The 25-year-old Georgia Tech alum is a 6’5″, 236-pound monster – a towering figure to cover and block, and a wonderful target for quarterbacks. He holds records as a Yellow Jacket in career receiving yards, touchdown receptions and most games of 100+ receiving yards (13). At the end of his junior year Johnson tallied 1,202 yards and 15 touchdowns.
Johnson declared himself eligible for the 2007 NFL Draft following his junior year at Tech, a season in which he finished 10th in Heisman Trophy voting and earned the Fred Biletnikoff Award – other honorees include Randy Moss, Braylon Edwards and Larry Fitzgerald – as the NCAA’s top wide receiver. Touted as the best wide receiver – if not player – in the draft, Johnson was a bonafide celebrity at Radio City Music Hall that year.
On the board, a rebuilding Raiders franchise selected LSU behemoth JaMarcus Russell first overall, and the Detroit Lions, in their fourth time selecting a wide receiver first in five years, got Johnson. But unlike Charles Rogers (2003, 2nd), Mike Williams (2005, 10th) and even Roy Williams, Jr. (2004, 7th), Johnson has not been a bust, or even a slight disappointment. In fact, quite the opposite.
Megatron from Transformers may be able to shift into sleek Nissan Zs and deadly assault aircraft when he wants to get moving, but the Megatron of the NFL has size-belying speed that’s distinctly uncommon in his class – and completely natural. Even with his weight and height, Johnson ran a 4.33 second 40-yard dash – second only to Kansas State’s Yamon Figurs in his class- and a freakish 45-inch vertical leap at 2007’s Combine.
This has helped Johnson live up to the standard he set in college, currently at 4,755 receiving yards and 42 touchdowns for his career – all with the Lions.
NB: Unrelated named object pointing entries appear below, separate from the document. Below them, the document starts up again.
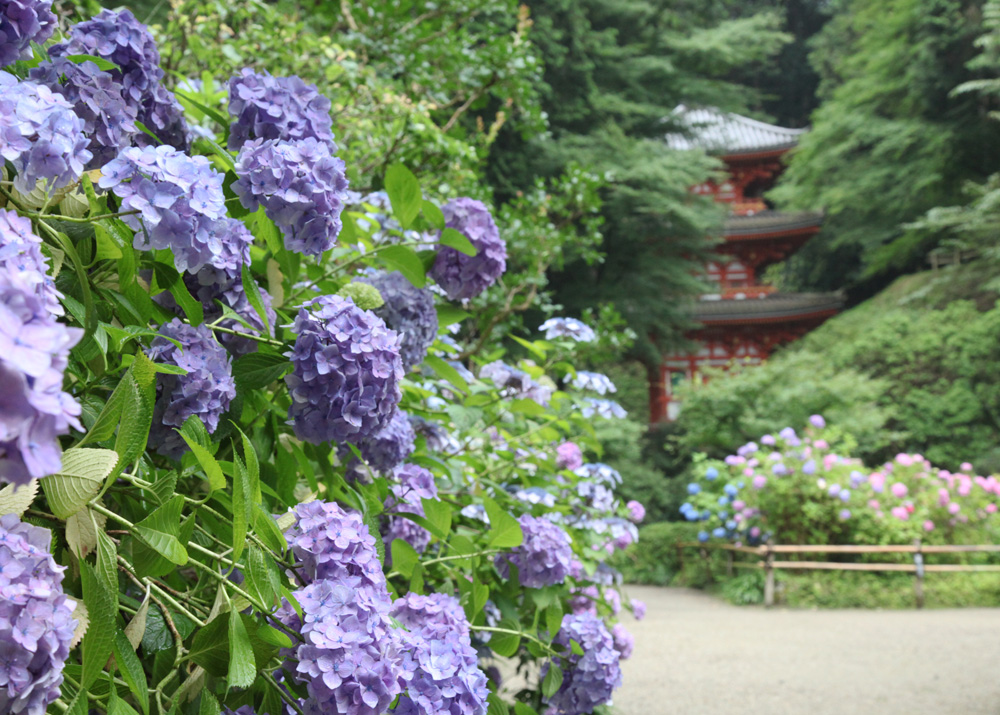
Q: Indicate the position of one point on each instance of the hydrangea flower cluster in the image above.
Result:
(119, 38)
(180, 203)
(21, 23)
(36, 619)
(40, 135)
(205, 391)
(463, 277)
(98, 99)
(286, 108)
(588, 679)
(301, 186)
(443, 667)
(34, 353)
(543, 558)
(570, 328)
(345, 385)
(407, 310)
Johnson endured an injury-plagued rookie year, an outstanding sophomore NFL season (1,331 receiving yards and 12 touchdowns) overshadowed by his teams’ horrific 0-16 record, and a 2-14 one in 2009 in which he missed two games. In 2010 he would fight for 1,120 receiving yards and 12 touchdowns en route to his first Pro Bowl.
And then there’s the present 2011 season, where in just six games he’s put up 564 yards – 94.0 yards per game – and an astounding nine touchdowns.
Johnson, who has hit a rapport with third-year quarterback and 2009 first round pick Matt Stafford that no one in the NFL can match, put up two touchdowns in each of his first four games this season. He is on pace for unheard-of wide-receiver records, but more importantly for his team, he has helped them to their own 5-1 standing. When they hit 5-0 last week it was the first time for Detroit football since 1956.
It’s feasible that Johnson could finish his career among the true greats at his position, among people like Moss, Jerry Rice and Terrell Owens, and with more humility than any of them. Indeed, in a position where divas like Owens, Chad Ochocinco and Brandon Marshall reign, Johnson is accomplishing more than most while saying very little.
The nickname “Megatron”, given to him by one-time mentor and teammate Roy Williams when Williams noticed how enormous Johnson’s hands were, is a one-word encapsulation of the dominance, mass, height and skills that Johnson has.
“Lesser creatures are playthings of my will,” the leader of the Decepticons often told his fellow metallic Transformers. Calvin Johnson could say the same thing about defensive backs that can’t reach him, catch up with him, or outsize him. But he won’t, because in a position where most of his peers are complaining and making outlandish guarantees, Johnson lets his skills on the field speak for him. And right now, they’re screaming.